The game is pretty good, overall, but there is one very annoying issue with the controls that keeps me from thoroughly enjoying the game: when I press the slide button, it only slides if I happen to be on the ground before the button press occurs. The entire design of the game centers around anticipating what’s going to happen next and reacting quickly. Having to focus my attention directly on the character sprite, waiting for him to land before giving him the next command is a serious design flaw.

As a player, my intentions are clear. When I press the slide button, I want to slide. There is no good reason for the game not to recognize this fact and act accordingly. From a programming perspective, it would only take, at most, a few lines of code. This leads me to the conclusion that the developer didn’t consider player intention when programming the controls. By not doing so, the developers held this game back from being great.

Super Mario Land 3: Super Mario Grows Up

I am a huge fan of the Super Mario Bros. series of games. I have played every game in the series, most of them fairly thoroughly. The one game in the series that I missed was Super Mario Land for the Game Boy.

I recently obtained copies of all three Super Mario Land games from the Nintendo eShop and have been playing through them. I had played the latter two before but hadn’t really thought too much about the design of the games. After playing through all three games recently, I noticed how the Super Mario series has progressed over the years.

In the original Super Mario Bros. you simply wanted to get to the end of the game and defeat Bowser. How you get to the end was up to you, but you had no other explicit goals. Super Mario Land pretty much replicates this design without deviation.

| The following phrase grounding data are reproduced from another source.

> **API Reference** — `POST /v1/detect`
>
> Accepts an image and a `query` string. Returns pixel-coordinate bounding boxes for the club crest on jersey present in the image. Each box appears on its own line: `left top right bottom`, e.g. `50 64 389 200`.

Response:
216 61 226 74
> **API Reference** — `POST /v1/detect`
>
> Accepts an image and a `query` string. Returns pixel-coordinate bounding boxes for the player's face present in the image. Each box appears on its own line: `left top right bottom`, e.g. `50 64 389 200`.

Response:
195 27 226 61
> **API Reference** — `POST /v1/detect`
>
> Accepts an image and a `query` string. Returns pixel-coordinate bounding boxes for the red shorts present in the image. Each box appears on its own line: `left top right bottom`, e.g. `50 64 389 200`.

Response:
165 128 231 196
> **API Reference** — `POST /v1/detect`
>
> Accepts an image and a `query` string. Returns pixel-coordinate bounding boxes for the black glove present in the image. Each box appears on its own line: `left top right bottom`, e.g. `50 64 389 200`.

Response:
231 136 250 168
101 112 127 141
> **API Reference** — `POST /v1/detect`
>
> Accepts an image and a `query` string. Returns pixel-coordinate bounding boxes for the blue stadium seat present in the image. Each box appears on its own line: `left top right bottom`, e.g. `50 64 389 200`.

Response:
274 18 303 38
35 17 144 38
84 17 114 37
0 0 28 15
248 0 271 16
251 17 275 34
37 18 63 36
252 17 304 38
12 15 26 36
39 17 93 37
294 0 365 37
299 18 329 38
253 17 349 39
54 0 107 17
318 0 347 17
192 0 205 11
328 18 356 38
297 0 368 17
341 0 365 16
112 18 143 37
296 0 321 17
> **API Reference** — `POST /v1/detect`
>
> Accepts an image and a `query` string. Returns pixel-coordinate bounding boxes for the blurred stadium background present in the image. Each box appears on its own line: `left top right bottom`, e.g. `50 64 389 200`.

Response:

Super Mario Land 2 introduces secondary goals which are conveniently tallied up for you on the file select screen, much like Super Mario World. In Super Mario Land 2, secondary goals consist of finding secret exits in the levels that open up paths to additional levels. Many of the secondary goals are not revealed explicitly in the game Unlike Super Mario World, there is no way to know where to look for many of the secondary goals or whether you have finished all of them.

Super Mario Land 3 takes secondary goals into their current state. Firstly, they’ve added a treasure collecting aspect to the game. You can clearly see all the treasures you have each time you complete a level. Secondly, levels with secret exits are clearly marked on the map screen, much like Super Mario World. Thirdly, the game tells you to “PLEASE RETRY” when you beat the game if you haven’t completed all of the secondary goals. And lastly, after beating the game, the levels that contain treasures that you haven’t gotten yet are now marked so you know exactly where you need to be looking to complete the rest of the goals.

What separates this game from previous games in the series is that you are basically told that you aren’t done yet if you haven’t completed all of the secondary goals. Newer games in the series further integrate secondary goals into the game, giving the player the impression that they aren’t done until all of the goals are completed. For instance, Super Mario World 2, the next game in the series, gives the player a score for each level (up to 100). The secondary goals are the same for each level, find a certain number of certain types of items. As a gamer, seeing less than 100 compels me to go back in and try to get everything.

All of the newer Super Mario games have these integrated secondary goals that keep you playing until you have done everything there is to do. This is what Super Mario is these days. To me, Super Mario Land 3 represents the moment when the Super Mario series went from being an adolescent to being a young adult.